Суль крепко сидела в седле. Она была в безопасности.

— Если вы сейчас же не развяжите ее, вам не поздоровится, — не спеша, сощурив глаза, произнесла она.

Многие заколебались, ведь она наверняка была знатного рода и могла наябедничать. Но тот, кто уже намеревался совершить насилие, игриво спросил:

— Может, ты мне помешаешь?

— Да.

Ее короткий ответ на миг лишил его самообладания, но потом он отвернулся и подошел к привязанной женщине. Он стоял спиной к Суль.

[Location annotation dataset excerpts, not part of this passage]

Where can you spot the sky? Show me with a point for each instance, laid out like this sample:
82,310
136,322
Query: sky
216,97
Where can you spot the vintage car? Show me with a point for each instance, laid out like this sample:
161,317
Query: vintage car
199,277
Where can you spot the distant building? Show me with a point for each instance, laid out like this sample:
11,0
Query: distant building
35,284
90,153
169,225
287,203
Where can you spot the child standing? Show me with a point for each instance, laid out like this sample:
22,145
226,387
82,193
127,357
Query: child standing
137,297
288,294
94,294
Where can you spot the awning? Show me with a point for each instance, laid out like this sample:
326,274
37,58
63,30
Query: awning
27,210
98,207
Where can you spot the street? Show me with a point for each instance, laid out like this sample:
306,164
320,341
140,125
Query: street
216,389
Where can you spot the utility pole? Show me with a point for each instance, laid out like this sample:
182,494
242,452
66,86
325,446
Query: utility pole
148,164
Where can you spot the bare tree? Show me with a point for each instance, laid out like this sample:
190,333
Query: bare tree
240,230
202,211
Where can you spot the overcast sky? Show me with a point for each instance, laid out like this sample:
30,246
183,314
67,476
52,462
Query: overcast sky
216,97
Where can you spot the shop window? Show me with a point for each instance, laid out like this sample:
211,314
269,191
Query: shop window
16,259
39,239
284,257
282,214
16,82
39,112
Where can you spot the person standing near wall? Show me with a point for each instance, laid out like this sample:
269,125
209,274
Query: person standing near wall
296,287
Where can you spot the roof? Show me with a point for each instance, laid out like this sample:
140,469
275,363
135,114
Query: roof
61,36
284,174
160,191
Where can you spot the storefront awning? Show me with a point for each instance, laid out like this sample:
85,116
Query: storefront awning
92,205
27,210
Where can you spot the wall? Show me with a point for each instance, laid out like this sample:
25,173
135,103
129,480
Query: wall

— Ну, так что же? — спросил он.

— У тебя не получится, — предупредила она. — Ты не сможешь, мужская сила тебя покинет.

Все захохотали — и он смеялся громче всех. Парень подошел к жертве вплотную. И внезапно остановился.

— Черт, — пробормотал он и тут же завыл от страха и отчаяния: — Черт! Черт!

Остальные стояли, как вкопанные. Суль наслаждалась тишиной.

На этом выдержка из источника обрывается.